Courtesy of Justin Hollar
School of Seven Bells has a few meanings. It’s a band, and it’s a pick-pocketing school, according to Alejandra Deheza. Or the latter could just be a South American urban myth.
Regardless, Deheza has her own School of Seven Bells and it’s no myth. It formed in 2007.
The band is scheduled to perform 9 p.m. Saturday at the Wexner Center for the Arts’ Performance Space.
Deheza, lead vocalist and guitarist for the group, first caught word of School of Seven Bells when watching a PBS documentary that touched on a pick-pocketing school in South America.
“The final exam was basically seven items in seven pockets with seven bells. Whoever lifted each item without ringing the bells graduated; I thought that was really cool,” Deheza said. “I heard that name and immediately I was like, ‘That sounds like a band. I have to start a band called School of Seven Bells.'”
She said after watching the PBS documentary, she immediately Googled the school and came across about three articles on it, some of which deemed it an urban myth. Deheza doesn’t want to believe that though.
“Maybe it’s real,” she said of the school. “I don’t really want to know if it isn’t.”
The New York-based group came together as somewhat of a merger of two bands, Deheza and her twin sister Claudia Deheza from On!Air!Library! and Ben Curtis of The Secret Machines.
Upon the band’s formation, Alejandra Deheza said her aim was to produce a sound for School of Seven Bells that set itself apart from bands they’d previously played in.
“I wanted to write vocals and write lyrics that had to do specifically with School of Seven Bells,” Alejandra Deheza said. “I was really trying, in the beginning anyway, to not do what I had done before. Not for any reason to dismiss it or anything. I just wanted to evolve.”
Evolving, she said is one of the most important things to her as a musician.

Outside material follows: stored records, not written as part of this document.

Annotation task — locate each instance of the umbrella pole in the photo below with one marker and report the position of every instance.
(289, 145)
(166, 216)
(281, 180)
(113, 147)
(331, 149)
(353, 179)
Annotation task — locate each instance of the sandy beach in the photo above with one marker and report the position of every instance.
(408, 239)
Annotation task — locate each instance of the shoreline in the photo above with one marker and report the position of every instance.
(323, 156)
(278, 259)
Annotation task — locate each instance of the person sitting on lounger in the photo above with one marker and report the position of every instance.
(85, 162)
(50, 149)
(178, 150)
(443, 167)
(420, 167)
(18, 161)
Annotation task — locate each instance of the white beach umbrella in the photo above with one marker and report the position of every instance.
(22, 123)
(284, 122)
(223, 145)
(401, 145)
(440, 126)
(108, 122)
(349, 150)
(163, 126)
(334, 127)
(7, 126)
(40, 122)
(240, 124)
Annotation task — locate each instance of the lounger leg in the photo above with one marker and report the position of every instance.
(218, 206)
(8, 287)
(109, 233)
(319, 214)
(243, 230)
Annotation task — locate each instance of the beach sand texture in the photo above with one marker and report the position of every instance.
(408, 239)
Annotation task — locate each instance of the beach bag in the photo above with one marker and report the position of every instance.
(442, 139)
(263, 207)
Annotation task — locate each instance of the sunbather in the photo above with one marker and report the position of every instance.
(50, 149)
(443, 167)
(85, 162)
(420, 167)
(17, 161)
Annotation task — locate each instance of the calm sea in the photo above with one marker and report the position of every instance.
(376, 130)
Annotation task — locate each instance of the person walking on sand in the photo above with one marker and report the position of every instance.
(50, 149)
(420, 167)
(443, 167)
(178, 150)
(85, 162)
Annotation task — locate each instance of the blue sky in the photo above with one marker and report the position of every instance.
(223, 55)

And when Claudia Deheza left the band in 2010 for personal reasons, Alejandra Deheza said her sister’s move offered another opportunity for the band to evolve.
The absence of Claudia Deheza hasn’t taken a toll on the band’s production or songwriting though, Alejandra Deheza said, because she and Curtis mostly took the lead on those.

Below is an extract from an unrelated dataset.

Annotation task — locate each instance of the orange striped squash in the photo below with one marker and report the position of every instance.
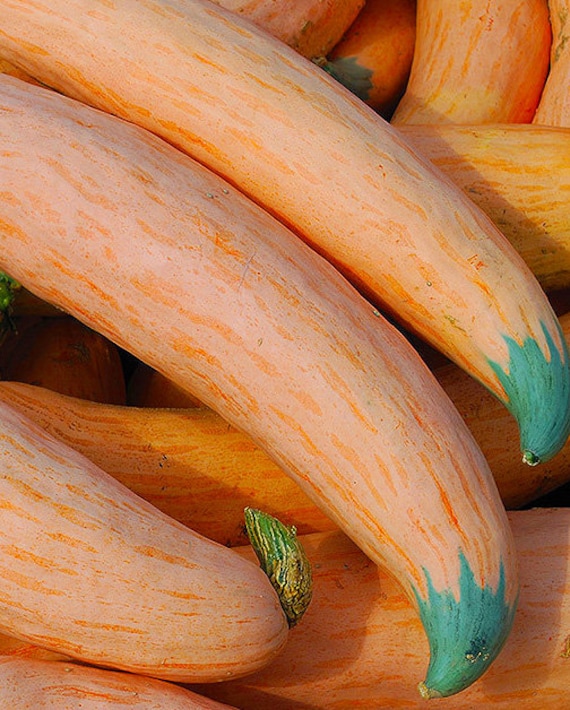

The band released its first album as a duo, titled “Ghostory,” in February. Alejandra Deheza said it’s almost troubling to classify what genre School of Seven Bells is because it’s evolved exponentially, not only in going from a trio to a duo, but since its debut album “Alpinisms,” which was released in 2008.

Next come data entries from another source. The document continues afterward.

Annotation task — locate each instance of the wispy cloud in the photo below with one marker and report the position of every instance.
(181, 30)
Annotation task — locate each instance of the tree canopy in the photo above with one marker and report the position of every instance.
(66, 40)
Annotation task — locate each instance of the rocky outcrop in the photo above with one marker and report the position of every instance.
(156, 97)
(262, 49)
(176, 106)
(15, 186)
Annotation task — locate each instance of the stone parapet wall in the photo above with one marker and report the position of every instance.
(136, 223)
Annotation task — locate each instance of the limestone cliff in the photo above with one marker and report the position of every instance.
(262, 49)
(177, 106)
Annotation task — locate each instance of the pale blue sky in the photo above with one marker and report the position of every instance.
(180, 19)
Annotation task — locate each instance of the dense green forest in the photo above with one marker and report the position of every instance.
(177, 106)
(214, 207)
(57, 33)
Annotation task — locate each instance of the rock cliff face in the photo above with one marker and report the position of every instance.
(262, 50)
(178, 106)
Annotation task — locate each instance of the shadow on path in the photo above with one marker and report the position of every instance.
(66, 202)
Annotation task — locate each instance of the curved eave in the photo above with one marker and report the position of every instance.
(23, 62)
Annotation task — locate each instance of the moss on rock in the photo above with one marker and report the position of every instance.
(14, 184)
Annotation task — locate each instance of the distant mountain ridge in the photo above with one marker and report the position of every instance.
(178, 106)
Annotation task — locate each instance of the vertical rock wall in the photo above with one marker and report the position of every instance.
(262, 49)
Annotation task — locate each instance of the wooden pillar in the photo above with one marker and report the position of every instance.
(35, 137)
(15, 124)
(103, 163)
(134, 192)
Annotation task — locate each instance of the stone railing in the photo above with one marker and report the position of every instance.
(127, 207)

“We’ve pretty much changed from record to record,” she said. “Who wants to do the same thing over and over again? For us I think it’s the only way that we can do what we do as constantly as we do is to constantly keep challenging ourselves and just kind of change it up a little bit.”
Identifying its music as “textual” and “colorful” with elements of rock and electronic, she also said there is pop in the band’s tunes.
Chuck Helm, director of performing arts at the Wexner Center, labeled the band as “dream pop.”
“There’s an atmospheric sense to the music. The lyrics also have this sort of dreamy quality and yet (Alejandra Deheza’s) vocals have kind of an interesting texture,” Helm said. He also said School of Seven Bells is performing at the Wexner Center as part of its Next @ Wex series, which spotlights indie or electronic bands.
“I felt that this band, School of Seven Bells, definitely set within that,” Helm said. He added when The Secret Machines played as part of Next @ Wex a few years ago it sold out, so he’s expecting heavy attendance for Saturday’s show as well.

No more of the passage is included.